Define Docker Compose Web Service
After configuring your application’s services with a YAML file, you can create and start all your services with a single command. Enter the following content into docker-compose.yml
to create a PHP web application.
# docker-compose.yml
version: '3'
services:
web:
image: amazon/amazon-ecs-sample
ports:
- "80:80"
logging:
driver: awslogs
options:
awslogs-group: tutorial
awslogs-region: us-west-1
awslogs-stream-prefix: web
The web
container exposes port 80
for inbound traffic to the web server. It also configures container logs to go to the CloudWatch log group created earlier.
ECS Parameters
In addition to the Compose information, there are some parameters specific to ECS that you must specify for the service.

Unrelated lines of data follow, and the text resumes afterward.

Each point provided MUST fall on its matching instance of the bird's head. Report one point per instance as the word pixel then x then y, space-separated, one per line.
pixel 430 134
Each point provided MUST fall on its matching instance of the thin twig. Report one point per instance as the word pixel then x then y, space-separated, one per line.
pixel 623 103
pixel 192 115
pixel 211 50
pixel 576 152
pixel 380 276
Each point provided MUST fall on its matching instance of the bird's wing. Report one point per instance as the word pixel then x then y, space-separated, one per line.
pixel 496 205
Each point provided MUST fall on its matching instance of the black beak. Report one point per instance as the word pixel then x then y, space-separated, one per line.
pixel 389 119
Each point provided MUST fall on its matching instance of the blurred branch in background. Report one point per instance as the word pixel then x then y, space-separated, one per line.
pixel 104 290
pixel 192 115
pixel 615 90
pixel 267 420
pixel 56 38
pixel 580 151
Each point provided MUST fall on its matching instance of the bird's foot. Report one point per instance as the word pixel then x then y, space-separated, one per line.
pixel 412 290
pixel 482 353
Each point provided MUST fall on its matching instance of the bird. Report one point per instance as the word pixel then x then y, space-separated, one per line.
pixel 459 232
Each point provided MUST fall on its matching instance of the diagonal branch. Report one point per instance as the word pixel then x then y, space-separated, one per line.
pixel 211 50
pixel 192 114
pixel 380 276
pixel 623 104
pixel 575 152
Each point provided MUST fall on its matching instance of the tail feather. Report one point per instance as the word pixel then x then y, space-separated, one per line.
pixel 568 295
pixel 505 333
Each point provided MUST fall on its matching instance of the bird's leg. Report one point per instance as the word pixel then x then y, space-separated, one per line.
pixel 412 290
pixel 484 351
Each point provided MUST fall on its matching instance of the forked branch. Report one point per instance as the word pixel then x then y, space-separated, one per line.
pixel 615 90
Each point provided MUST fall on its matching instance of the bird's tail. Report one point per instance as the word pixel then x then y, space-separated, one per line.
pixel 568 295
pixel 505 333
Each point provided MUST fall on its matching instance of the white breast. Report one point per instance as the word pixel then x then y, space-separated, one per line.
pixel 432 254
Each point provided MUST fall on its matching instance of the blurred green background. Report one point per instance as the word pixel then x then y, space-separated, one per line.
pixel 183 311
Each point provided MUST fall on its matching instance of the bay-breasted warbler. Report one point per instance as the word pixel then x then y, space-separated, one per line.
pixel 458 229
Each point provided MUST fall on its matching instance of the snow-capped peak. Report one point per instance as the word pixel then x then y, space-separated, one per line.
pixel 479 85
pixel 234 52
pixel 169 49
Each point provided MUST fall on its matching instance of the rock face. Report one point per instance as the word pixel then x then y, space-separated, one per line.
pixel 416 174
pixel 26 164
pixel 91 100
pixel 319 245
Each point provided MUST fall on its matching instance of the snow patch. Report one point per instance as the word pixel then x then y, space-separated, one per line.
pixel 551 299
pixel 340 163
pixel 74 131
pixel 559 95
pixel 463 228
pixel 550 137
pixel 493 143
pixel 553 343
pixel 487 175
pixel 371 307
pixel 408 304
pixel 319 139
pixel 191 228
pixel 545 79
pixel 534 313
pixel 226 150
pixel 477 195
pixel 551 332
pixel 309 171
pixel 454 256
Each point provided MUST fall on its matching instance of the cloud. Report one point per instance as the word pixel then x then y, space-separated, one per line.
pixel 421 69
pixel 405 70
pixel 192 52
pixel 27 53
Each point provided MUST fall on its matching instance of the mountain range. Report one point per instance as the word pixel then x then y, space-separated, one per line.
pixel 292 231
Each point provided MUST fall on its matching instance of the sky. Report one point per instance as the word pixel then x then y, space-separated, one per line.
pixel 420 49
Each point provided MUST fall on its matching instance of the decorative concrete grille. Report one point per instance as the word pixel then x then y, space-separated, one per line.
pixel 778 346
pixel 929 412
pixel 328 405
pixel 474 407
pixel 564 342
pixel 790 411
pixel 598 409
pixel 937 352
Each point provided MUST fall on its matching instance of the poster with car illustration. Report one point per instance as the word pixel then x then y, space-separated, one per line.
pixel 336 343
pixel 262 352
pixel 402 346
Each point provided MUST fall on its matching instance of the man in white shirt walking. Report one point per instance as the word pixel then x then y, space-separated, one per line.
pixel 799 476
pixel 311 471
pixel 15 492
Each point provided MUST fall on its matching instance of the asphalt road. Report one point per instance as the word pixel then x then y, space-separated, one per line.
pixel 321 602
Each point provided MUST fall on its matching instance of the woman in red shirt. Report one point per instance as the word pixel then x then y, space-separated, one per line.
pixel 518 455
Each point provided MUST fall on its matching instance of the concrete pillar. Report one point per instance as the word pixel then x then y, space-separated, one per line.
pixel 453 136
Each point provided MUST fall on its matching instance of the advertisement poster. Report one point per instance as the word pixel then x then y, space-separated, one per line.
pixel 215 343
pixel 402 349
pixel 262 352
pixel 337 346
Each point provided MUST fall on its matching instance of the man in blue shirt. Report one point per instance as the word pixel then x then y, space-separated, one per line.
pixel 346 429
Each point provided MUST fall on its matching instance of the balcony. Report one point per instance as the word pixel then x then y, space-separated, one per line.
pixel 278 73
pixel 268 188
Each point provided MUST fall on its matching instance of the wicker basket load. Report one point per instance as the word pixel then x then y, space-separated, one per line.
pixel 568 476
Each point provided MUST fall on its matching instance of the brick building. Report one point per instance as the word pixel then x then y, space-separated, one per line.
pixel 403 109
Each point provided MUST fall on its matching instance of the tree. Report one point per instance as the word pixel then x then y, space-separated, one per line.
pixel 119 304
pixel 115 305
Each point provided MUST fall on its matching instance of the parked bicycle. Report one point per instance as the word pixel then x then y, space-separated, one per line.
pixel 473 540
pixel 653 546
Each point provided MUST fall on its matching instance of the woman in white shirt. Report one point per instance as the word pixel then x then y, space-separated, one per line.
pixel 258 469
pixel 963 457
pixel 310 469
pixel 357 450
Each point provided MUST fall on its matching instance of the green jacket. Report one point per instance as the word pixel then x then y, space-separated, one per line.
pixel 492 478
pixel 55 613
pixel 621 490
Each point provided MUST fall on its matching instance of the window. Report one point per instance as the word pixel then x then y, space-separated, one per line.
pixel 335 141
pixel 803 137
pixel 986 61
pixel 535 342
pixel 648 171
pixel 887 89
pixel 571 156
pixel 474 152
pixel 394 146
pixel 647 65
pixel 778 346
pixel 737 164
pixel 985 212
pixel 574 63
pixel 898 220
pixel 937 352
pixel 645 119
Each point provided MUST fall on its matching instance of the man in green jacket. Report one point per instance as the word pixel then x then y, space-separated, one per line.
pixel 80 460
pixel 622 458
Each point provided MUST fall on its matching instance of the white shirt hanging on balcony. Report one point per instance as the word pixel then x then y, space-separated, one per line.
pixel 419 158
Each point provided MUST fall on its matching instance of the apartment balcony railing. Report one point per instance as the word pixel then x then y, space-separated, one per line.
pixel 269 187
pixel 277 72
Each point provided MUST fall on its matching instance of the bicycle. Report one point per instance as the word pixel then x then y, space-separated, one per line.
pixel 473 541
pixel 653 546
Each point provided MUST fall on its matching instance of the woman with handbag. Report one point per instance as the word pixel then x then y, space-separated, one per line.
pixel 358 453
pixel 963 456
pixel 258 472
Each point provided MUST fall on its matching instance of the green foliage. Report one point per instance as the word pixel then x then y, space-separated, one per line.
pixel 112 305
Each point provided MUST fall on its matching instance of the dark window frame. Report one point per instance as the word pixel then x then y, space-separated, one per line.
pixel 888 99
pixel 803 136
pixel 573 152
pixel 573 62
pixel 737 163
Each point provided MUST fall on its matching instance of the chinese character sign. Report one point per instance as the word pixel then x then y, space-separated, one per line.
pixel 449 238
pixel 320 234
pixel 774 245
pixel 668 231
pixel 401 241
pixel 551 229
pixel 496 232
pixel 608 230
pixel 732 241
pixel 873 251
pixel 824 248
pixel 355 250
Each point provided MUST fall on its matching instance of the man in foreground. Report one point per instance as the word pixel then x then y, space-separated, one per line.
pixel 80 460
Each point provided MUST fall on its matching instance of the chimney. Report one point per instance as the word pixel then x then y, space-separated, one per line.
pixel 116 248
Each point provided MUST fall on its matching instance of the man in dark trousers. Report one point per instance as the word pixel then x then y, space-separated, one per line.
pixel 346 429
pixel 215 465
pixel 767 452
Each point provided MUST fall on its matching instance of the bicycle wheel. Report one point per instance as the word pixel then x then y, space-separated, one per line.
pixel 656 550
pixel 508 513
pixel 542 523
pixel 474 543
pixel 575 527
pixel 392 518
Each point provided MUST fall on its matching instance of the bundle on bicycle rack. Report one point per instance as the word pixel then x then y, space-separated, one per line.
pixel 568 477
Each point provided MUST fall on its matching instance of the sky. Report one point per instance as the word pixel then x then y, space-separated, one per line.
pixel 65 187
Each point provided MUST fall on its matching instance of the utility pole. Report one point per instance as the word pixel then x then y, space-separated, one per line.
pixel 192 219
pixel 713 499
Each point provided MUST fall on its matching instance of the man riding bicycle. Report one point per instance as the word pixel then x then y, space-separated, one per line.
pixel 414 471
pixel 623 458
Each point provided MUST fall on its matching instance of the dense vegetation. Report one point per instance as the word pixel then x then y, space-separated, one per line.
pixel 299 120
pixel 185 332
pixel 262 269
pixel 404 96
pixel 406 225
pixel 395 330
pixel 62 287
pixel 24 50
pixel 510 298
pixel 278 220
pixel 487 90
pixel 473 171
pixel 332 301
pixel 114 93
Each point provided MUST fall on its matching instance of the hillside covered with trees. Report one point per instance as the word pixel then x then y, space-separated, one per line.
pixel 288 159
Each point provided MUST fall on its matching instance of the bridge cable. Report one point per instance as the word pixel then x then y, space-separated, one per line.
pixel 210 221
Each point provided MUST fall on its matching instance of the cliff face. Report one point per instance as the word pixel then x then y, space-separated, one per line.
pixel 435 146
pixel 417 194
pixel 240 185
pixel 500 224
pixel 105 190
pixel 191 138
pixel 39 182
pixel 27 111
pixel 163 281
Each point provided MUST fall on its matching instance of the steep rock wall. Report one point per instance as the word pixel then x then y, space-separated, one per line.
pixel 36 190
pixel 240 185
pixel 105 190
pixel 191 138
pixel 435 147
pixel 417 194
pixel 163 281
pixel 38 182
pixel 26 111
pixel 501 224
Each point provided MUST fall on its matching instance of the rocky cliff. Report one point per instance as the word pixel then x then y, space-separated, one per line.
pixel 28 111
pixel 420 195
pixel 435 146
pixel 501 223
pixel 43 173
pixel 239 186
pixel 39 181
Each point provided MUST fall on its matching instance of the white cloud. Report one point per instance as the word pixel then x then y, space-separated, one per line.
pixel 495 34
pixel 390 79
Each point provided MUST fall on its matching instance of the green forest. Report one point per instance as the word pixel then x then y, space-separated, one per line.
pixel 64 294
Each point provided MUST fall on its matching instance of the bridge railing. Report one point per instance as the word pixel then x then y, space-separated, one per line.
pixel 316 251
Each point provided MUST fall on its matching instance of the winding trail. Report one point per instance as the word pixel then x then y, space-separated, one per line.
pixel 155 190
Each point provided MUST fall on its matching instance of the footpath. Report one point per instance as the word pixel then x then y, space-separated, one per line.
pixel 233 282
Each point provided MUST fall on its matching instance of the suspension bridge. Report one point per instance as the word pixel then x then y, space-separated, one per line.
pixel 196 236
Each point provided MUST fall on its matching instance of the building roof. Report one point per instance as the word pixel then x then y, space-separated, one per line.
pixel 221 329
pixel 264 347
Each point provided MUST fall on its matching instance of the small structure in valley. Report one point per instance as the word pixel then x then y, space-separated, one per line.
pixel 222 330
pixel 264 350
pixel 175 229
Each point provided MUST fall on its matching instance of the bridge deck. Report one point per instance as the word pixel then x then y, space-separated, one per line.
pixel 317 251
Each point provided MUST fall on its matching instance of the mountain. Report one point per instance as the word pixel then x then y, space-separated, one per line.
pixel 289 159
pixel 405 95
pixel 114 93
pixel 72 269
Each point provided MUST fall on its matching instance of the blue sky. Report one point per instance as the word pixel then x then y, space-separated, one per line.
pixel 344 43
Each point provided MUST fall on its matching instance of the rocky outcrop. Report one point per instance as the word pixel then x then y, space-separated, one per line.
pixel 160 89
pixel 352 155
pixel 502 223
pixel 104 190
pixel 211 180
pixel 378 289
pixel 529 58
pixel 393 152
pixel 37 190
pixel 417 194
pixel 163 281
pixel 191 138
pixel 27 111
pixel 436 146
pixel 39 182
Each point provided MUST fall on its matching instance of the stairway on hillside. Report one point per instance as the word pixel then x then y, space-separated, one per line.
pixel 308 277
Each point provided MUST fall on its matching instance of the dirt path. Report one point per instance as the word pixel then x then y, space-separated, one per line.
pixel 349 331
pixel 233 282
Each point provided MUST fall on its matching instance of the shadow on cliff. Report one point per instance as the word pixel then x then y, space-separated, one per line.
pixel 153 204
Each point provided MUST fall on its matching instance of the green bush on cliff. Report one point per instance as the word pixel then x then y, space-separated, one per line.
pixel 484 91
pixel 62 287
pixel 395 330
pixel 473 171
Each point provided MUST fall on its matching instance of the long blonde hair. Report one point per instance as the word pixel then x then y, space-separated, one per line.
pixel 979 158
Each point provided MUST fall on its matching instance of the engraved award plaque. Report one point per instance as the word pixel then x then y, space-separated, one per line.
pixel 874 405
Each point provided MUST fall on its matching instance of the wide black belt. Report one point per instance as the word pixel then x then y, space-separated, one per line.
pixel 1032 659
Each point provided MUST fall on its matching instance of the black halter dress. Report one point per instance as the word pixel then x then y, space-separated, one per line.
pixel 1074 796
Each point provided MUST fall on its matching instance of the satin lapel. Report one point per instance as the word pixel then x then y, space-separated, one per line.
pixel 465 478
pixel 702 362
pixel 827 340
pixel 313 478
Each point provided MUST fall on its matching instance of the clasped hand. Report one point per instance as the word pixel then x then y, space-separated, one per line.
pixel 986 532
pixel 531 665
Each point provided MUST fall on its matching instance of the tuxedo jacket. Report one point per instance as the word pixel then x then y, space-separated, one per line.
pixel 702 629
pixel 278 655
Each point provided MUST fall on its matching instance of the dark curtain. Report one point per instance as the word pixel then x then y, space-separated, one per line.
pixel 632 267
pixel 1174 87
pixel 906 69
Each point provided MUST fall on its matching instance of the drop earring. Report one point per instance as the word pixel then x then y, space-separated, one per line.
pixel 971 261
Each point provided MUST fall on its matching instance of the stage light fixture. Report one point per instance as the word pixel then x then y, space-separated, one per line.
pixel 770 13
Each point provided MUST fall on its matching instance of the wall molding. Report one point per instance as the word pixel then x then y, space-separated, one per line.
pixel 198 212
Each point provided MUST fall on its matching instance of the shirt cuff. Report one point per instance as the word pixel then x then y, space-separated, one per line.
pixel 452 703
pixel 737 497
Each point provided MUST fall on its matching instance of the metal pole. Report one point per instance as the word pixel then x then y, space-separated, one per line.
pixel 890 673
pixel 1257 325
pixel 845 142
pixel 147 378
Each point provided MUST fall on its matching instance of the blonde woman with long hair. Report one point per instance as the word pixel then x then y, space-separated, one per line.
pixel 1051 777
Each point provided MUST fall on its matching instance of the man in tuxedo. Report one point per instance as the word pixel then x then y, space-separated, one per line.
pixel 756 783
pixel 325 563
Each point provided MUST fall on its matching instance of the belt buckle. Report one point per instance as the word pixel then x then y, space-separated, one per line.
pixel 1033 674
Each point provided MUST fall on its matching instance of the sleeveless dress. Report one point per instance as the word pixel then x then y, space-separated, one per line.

Enter the following content into ecs-params.yml
with the subnet and security group IDs from the previous steps.
# ecs-params.yml
version: 1
task_definition:
task_execution_role: ecsTaskExecutionRole
ecs_network_mode: awsvpc
task_size:
mem_limit: 0.5GB
cpu_limit: 256
run_params:
network_configuration:
awsvpc_configuration:
subnets:
- "subnet ID 1"
- "subnet ID 2"
security_groups:
- "security group ID"
assign_public_ip: ENABLED
Deploy Compose File
After you create the compose file, you can deploy it to your cluster with ecs-cli compose service up
. The command looks for files called docker-compose.yml
and ecs-params.yml
in the current directory.
ecs-cli compose --project-name tutorial service up \
--create-log-groups \
--cluster-config tutorial-config \
--ecs-profile tutorial-profile
Output:
Using ECS task definition
TaskDefinition="tutorial:1"
Created Log Group tutorial in us-west-1
Auto-enabling ECS Managed Tags
(service tutorial) has started 1 tasks:
(task c8d20b796bb7450799dfb8887331a930).
timestamp="2021-12-29 08:19:37 +0000 UTC"
Service status
desiredCount=1
runningCount=1
serviceName=tutorial
ECS Service has reached a stable state
desiredCount=1
runningCount=1
serviceName=tutorial
Created an ECS service
service=tutorial
taskDefinition="tutorial:1"
By default, the resources created by this command have the current directory in their titles, but you can override that with the --project-name
option. The --create-log-groups
option creates the CloudWatch log groups for the container logs.
View Running Containers
After you deploy the compose file, you can view the containers that are running in the service by returning to the ECS console.
Click the network tab to see your public IP address.
Alternatively, you can run ecs-cli compose service ps
to view the running containers.
ecs-cli compose --project-name tutorial service ps \
--cluster-config tutorial-config \
--ecs-profile tutorial-profile
Output:
Name: tutorial/c8d20b796bb7450799dfb8887331a930/web
State: RUNNING
Ports: 54.241.222.168:80->80/tcp
TaskDefinition: tutorial:1
Health: UNKNOWN
View Web Application
Open the IP address in your browser to see a PHP web application.
Clean Up and Summary
You may have heard or read that Fargate is a service that provides Serverless compute for containers. You may also have heard that Serverless is the way of the future thanks to scaling to zero. You would then be surprised to learn that Fargate does not scale to zero except with significant additional configuration with other services.
Delete Your Service
Since Fargate does not scale to zero, you should clean up your resources when you are done with this tutorial. This will ensure the resources will not incur any more charges. Stop the running container with ecs-cli compose service down
.
ecs-cli compose --project-name tutorial service down \
--cluster-config tutorial-config \
--ecs-profile tutorial-profile
Take Down Your Cluster
Use ecs-cli down
to clean up the resources created earlier with ecs-cli up
.
ecs-cli down \
--cluster-config tutorial-config \
--force \
--ecs-profile tutorial-profile
Wow that took a long time. Should have just used Fly or Flightcontrol.